Na avaliação do ator José Hilton Santos Almeida, conhecido como Hilton Cobra, a questão racial não deve ser concentrada apenas na Fundação Cultural Palmares ou no Ministério da Igualdade Racial — caso a pasta de fato seja criada —, mas em todos os setores do governo.

“Espero que realmente se dê a importância capital que é a FCP, a memória da cultura de 120 milhões de pretos e pretas neste país. Para mim, a Palmares foi criada em 1988 mas nunca teve atenção de todo e qualquer governo, seja de esquerda, centro ou direita”, pontua.

Cobra foi presidente da FCP entre 2013 e 2015. Durante sua gestão, a fundação teve aumento de 23% no número de certificações de comunidades quilombolas em comparação com os anos anteriores.

O gestor alerta para a importância de fortalecer o quadro de funcionários da instituição para que o número de certificações volte a crescer. Ele também alerta para o papel do Instituito Nacional de Colonização e Reforma Agrária (Incra) na titulação de territórios quilombolas.

Reportagem do Metrópoles aponta que, durante a gestão Bolsonaro, o Incra expediu apenas 10 títulos de territtórois para seis comunidades quilombolas. Entre 2020 e junho de 2022, nenhum título foi expedido.

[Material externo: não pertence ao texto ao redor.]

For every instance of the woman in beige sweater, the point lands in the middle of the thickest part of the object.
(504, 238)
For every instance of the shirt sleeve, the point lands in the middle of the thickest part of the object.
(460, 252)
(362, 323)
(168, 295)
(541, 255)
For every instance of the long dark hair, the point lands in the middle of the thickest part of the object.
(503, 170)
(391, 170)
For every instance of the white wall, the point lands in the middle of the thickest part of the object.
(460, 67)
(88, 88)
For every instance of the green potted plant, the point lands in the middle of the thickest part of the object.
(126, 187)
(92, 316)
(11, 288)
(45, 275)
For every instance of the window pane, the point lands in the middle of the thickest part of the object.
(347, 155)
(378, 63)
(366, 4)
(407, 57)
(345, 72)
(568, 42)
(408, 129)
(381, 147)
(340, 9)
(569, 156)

“A Palmares, com uma mudança de estrutura, ampliação no quadro de funcionários e servidores e ampliação de recursos tem que colocar essas certificações [em foco]. Temos um trabalho muito grande, importante e bonito a fazer. Tratar a cultura preta como cultura de estado, inclusiva, verdadeiramente democrática”, afirma Cobra.

Transição

Na útilma semana, o vice-presidente eleito, Geraldo Alckmin (PSB), que coordena o governo de transição, definiu oito nomes para o grupo técnico de Igualdade Racial, que discutirá prioridades sobre o tema para a gestão de Lula.

A equipe é formada por Douglas Belchior, Givânia Maria da Silva, Ieda Leal de Souza, Janice Ferreira da Silva (Preta Ferreira), Martvs das Chagas, Nilma Lino Gomes, Thiago Tobias e Yuri Santos Jesus da Silva.

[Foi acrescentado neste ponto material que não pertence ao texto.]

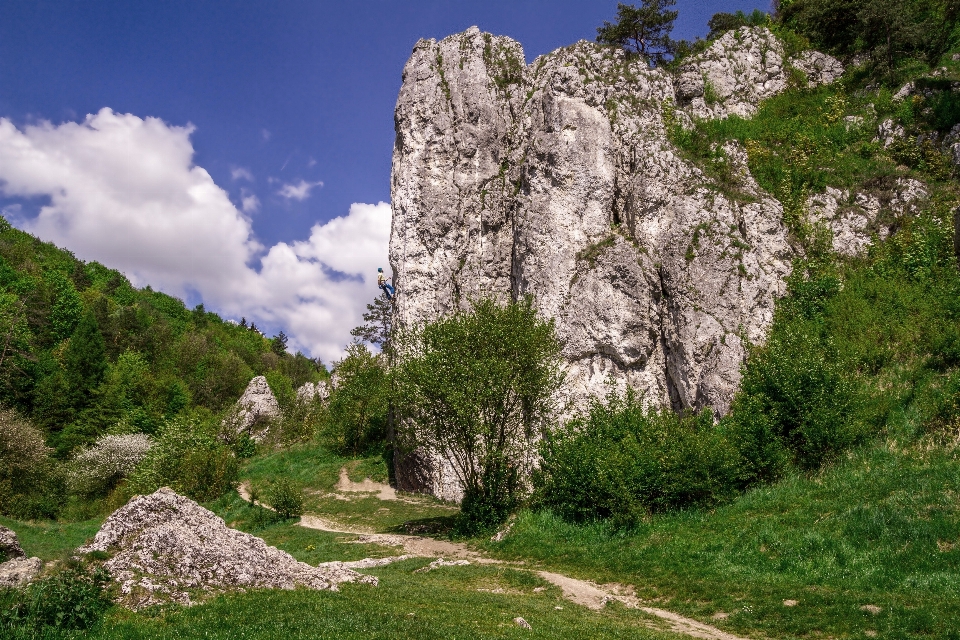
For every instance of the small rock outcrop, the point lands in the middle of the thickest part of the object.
(167, 548)
(18, 569)
(255, 408)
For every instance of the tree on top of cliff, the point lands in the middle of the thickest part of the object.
(644, 30)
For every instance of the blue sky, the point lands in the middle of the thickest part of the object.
(291, 103)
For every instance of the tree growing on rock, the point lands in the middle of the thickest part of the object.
(474, 388)
(644, 30)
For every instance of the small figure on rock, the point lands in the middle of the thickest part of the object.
(385, 286)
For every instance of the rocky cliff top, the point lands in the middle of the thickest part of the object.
(557, 179)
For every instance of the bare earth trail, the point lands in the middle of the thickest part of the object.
(581, 592)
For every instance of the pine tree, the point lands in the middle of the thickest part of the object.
(85, 360)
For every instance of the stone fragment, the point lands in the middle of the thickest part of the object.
(167, 548)
(255, 409)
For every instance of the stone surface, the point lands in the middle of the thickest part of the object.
(557, 180)
(255, 408)
(740, 69)
(167, 548)
(19, 571)
(9, 545)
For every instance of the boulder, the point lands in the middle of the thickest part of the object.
(19, 571)
(167, 548)
(255, 408)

Ao Metrópoles, a professora Givânia Maria da Silva, que integra o grupo e é uma das fundadoras da Coordenação Nacional de Articulação das Comunidades Negras Rurais Quilombolas (Conaq), afirmou que a equipe tem atuado desde a semana passada.

A primeira tarefa foi sugerir que as demais equipes técnicas também tenham pessoas negras em sua composição, e não apenas o grupo de Igualdade Racial. Segundo Givânia, o próximo passo é criar subgrupos de trabalho.

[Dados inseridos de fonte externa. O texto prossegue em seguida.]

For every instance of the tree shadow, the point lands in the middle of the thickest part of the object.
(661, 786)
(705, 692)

A proposta da equipe é de articular o diálogo entre o futuro Ministério da Igualdade Racial e as demais pastas, para garantir que as políticas públicas para pessoas negras funcionem em todas as áreas.

“A Fundação Cultura Palmares está no meio dessa política, mas a expectativa é de que possamos estabelecer o diálogo com a Cultura, Educação, com o Incra, o Meio Ambiente, a Saúde, a secretaria das Mulheres… O Ministério da Igualdade Racial terá muito mais a função de coordenar do que de executar”, ressalta.

Para a especialista, as políticas de igualdade racial sofreram desmonte em todas as áreas nos últimos anos. “Nosso trabalho é coordenar para que o presidente eleito possa executar as políticas”, conclui.